Note that $db->prepare() returns either a PDOStatement object or FALSE; if the latter you must call $db->errorInfo(). $db->query() always returns a Boolean; if it is FALSE then the explanation is at ($db->errorInfo())[2] (which expression is actually illegal in PHP; you need to break it up as I did in employee.php). Finally, $stmt->execute() also always returns a Boolean; if FALSE then the explanation is at $stmt->errorInfo(), item [2]. While they work the same way, $db->errorInfo() and $stmt->errorInfo() are methods of different classes.

Checking prepare(),etc results for equality with FALSE does not involve any kind of type shenanigans; these methods either return a PDOStatement object or a Boolean (you can't do that in Java, now, can you). (Checking $_POST['submit'] as if it were a Boolean does involve some built-in type casts; if the submit button was not defined then $_POST['submit'] is technically undefined, or maybe NULL.)

2. Note that your php file is executed from scratch on each web click. There's no easy way to store any state between clicks. In particular, you have to connect to the database each time.

3. While you can put PHP variables into print statements (including heredoc print statements)
    print ("<b>Error: $errormsg</b><p>\n");
you can not put expressions into print statements; that is, you can't do print("$db->errorInfo()<p>/n").
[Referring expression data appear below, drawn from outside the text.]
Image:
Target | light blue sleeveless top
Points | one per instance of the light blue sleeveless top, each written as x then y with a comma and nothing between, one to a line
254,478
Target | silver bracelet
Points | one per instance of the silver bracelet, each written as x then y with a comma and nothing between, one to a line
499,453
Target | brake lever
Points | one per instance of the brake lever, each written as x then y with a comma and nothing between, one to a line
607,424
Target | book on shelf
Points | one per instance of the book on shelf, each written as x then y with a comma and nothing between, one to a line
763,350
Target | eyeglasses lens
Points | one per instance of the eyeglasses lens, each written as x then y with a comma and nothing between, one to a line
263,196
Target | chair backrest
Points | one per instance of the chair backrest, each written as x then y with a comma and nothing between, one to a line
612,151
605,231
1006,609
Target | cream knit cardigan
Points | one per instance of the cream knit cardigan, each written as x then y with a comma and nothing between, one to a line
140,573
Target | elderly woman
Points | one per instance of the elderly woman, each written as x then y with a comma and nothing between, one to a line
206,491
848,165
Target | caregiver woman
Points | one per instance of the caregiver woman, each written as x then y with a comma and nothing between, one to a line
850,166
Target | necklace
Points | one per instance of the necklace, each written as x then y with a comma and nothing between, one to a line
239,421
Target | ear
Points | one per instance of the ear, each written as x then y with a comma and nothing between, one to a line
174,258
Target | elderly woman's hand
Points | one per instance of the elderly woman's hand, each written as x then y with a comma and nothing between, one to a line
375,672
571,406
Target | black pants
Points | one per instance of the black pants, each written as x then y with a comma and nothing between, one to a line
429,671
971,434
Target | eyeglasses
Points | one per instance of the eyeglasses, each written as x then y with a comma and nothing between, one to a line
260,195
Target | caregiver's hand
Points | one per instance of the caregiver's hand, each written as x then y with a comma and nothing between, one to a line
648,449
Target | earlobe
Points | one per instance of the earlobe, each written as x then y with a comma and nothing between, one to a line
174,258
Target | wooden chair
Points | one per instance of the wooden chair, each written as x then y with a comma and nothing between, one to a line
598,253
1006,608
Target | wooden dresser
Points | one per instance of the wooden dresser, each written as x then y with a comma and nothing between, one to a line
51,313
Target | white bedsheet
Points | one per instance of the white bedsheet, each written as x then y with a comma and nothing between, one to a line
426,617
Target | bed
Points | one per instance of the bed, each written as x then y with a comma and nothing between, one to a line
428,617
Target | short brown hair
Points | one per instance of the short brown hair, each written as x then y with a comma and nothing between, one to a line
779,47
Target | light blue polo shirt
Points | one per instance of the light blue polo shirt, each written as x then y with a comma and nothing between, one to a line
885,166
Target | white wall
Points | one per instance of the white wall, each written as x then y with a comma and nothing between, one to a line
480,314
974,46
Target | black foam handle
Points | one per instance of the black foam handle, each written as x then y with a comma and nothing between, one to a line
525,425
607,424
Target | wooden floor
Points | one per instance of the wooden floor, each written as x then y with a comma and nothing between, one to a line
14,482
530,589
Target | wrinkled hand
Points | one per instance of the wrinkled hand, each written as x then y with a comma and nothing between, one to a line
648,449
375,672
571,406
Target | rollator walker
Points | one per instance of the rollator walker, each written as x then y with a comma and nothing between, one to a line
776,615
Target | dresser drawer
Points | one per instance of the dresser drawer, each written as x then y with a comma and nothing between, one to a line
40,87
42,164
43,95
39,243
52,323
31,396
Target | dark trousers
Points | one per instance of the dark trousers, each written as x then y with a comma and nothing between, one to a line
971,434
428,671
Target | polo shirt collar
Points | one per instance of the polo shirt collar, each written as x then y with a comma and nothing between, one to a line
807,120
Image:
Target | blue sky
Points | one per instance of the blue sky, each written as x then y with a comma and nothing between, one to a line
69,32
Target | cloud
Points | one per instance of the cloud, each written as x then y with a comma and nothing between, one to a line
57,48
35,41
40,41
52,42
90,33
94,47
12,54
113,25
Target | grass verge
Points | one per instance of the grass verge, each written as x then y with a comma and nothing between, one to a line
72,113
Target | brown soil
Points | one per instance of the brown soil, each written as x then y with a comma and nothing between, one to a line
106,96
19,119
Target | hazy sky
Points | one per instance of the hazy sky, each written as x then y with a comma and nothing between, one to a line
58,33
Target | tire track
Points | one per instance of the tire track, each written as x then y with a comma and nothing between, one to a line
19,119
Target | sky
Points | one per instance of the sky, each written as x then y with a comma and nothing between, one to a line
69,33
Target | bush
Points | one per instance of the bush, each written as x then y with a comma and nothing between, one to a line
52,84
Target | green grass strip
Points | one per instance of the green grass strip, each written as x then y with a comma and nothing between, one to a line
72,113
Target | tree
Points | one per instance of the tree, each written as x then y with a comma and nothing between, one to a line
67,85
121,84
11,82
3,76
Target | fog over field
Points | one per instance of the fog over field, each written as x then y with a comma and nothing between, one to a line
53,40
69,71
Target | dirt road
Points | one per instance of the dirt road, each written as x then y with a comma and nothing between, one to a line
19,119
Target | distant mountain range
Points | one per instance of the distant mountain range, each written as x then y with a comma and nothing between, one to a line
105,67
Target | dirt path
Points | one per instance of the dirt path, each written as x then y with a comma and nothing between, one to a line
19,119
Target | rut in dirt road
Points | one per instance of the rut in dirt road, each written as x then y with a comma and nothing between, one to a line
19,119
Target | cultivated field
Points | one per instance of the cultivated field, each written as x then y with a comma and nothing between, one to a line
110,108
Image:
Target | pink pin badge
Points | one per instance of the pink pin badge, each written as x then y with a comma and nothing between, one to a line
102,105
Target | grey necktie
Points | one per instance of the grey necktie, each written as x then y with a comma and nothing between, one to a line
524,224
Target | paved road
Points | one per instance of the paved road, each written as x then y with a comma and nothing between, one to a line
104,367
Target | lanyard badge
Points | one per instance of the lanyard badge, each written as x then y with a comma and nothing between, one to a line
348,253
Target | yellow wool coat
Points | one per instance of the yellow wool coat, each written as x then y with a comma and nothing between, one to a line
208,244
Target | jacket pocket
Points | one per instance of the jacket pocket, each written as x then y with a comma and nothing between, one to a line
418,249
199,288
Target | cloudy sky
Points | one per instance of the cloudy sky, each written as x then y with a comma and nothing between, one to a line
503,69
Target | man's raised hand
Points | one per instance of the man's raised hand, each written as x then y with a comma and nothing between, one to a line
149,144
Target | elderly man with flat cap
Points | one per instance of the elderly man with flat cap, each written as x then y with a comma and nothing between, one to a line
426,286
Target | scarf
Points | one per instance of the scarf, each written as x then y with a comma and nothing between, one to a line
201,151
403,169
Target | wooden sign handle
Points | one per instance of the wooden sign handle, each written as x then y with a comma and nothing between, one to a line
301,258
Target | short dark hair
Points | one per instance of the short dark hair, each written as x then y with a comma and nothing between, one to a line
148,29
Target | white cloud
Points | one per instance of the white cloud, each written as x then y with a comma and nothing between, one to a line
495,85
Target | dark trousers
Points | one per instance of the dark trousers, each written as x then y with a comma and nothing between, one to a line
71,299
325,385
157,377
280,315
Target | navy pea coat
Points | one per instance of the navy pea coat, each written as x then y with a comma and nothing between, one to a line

You also apparently cannot even do this:
    $errmsg = ($db->$errorInfo())[2];
You have to break up the method call and the array access to separate statements:
    $errArray = $db->$errorInfo();
    $errmsg = $errArray[2];


4. I updated de_ralph($db). The new version restores table employee from table employeebackup, which, of course, must exist for this to work.

I also had to turn off FK checking ("set foreign_key_checks=0"). You only need to do this if you create the tables using innodb, which I recommend. I had four steps:
  1. set foreign_key_checks=0
  2. delete from employee
  3. insert into employee select * from employeebackup
  4. set foreign_key_checks=1
I strung all these together into one monster query and sent that off to MySQL. The new problem is that my error-checking only reports errors from the last query in the chain, but if anything is going to go wrong it is #2, "delete from employee", which will break some FK constraints. I should have done each one separately, or at least #2.

In light of all this, the default de_ralph() on the web page is still the old one.

By the way, the above can still break FK constraints even if it executes properly. How?


5. I have a simple makeSelectMenu. In the form makeSelectMenuString, it returns a string that you can put into a heredoc block. The parameters for makeSelectMenuString are the form-object name (used for retrieving POSTed data) and an array of values. Here's an example creation of an array of department numbers:
$query = "select dnumber from department";
$retstmt = $db->query($query);
if ($retstmt == FALSE) { /* usual error-checking */ }
$values = $retstmt->fetchAll(PDO::FETCH_COLUMN);
$menustring = makeSelectMenuString("dno", $values);

You may be asked to modify this for the project.